The Showa Shell divestment follows the company’s flurry of recent downstream selloffs, the most recent of which involves the pending $80-million sale of its Danish subsidiary AS Dansk Shell—including the 70,000-b/d Fredericia refinery, local trading and supply activities, as well as long-term purchase and sales agreements for refinery feedstocks and finished products—to Dansk Olieselskab APS in a deal that will end Shell’s downstream presence in Denmark (OGJ Online, Sept. 15, 2016).

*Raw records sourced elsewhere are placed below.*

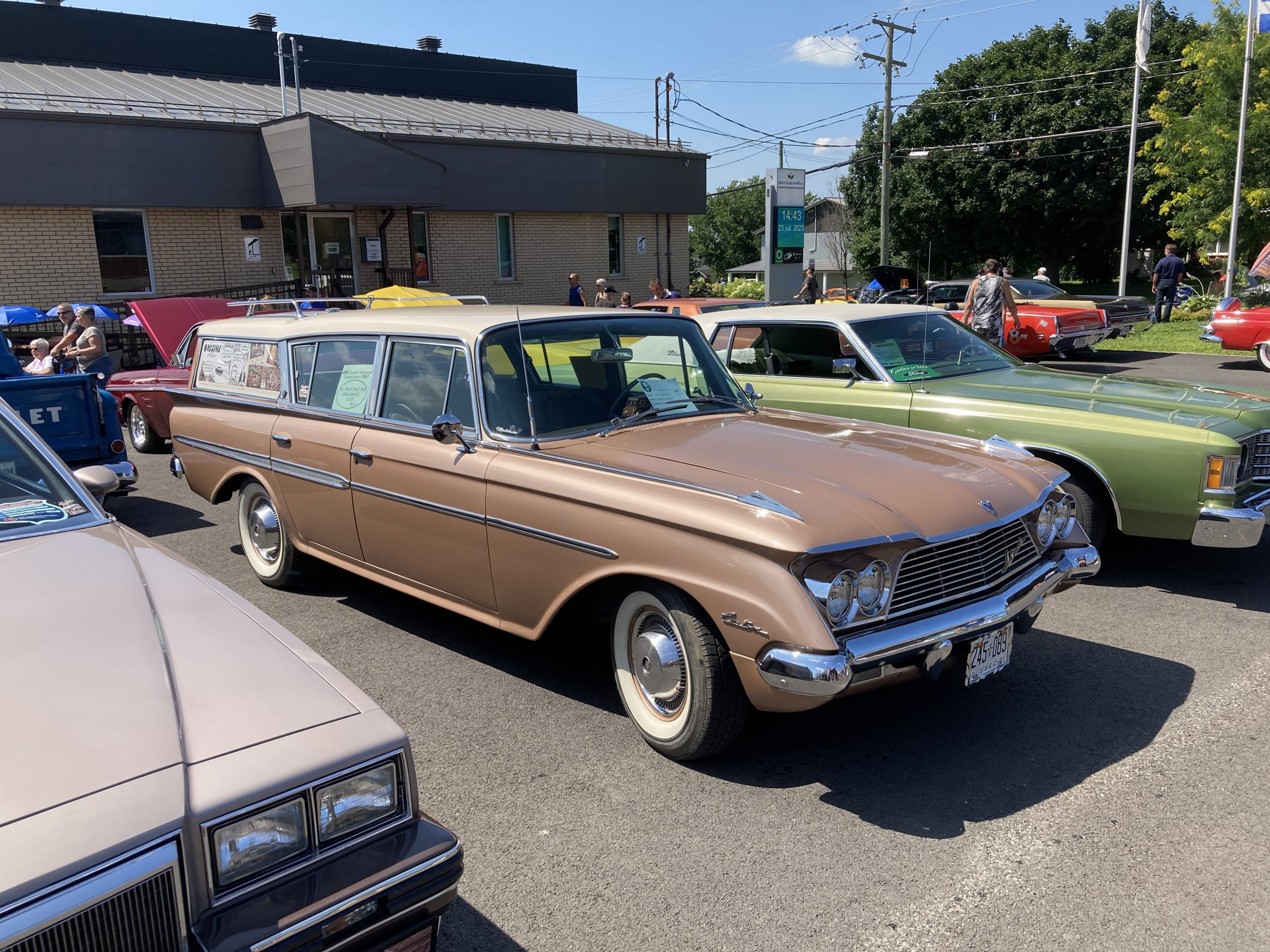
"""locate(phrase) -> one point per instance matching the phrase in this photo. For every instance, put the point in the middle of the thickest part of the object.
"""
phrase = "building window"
(124, 252)
(615, 245)
(506, 248)
(420, 243)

Shell’s other recent downstream divestments include the sale of its downstream businesses in Australia and Italy, a number of UK retail sites, and the initial public offering of and further drop downs to Shell Midstream Partners LP (OGJ Online, Feb. 21, 2014).
The company also entered a deal to sell its majority interest in Shell Refining Co. (FOM) Bhd., including the 125,000-b/d refinery in Port Dickson, Malaysia, to a subsidiary of China’s Shandong Hengyuan Petrochemical Co. Ltd., Shandong, by yearend (OGJ Online, Feb. 1, 2016).
For Idemitsu Kosan, acquisition of Shell’s Showa Shell shares comes as an important step in the proposed merger of the two Japanese refining and marketing companies.
As part of the planned merger, Idemitsu Kosan and Showa Shell, both of Tokyo, would integrate their businesses to establish a newly named single company well-equipped to compete as a long-term, dominant player in Japan’s domestic refining and petrochemical markets, according to a memorandum of understanding signed buy the companies in November 2015.
The new company, yet to be named, would be equally owned and headquartered outside of Tokyo, Idemitsu Kosan said.
Previously scheduled to take place by Apr. 1, 2017, the planned merger has been delayed indefinitely following unidentified difficulties in consultations with some stakeholders, according to an Oct. 13 release from Idemitsu Kosan.
Idemitsu Kosan operates three refineries in Japan, including the 175,000-b/d Aichi refinery, the 200,000-b/d Chiba refinery, and the 160,000-b/d Hokkaido refinery.
Showa Shell Sekiyu holds the majority interest in three subsidiary-run refineries in Japan that have a combined crude oil processing capacity of 445,000 b/d, including:
• Toa Oil Co. Ltd.’s 70,000-b/d Keihin refinery, in Kawasaki, Kanagawa prefecture.
• Showa Yokkaichi Sekiyu Co. Ltd.’s 255,000-b/d Yokkaichi refinery, in Yokkaichi, Mie prefecture.
• Seibu Oil Co. Ltd.’s 120,000-b/d Yamaguchi refinery, in Ube, Yamaguchi prefecture.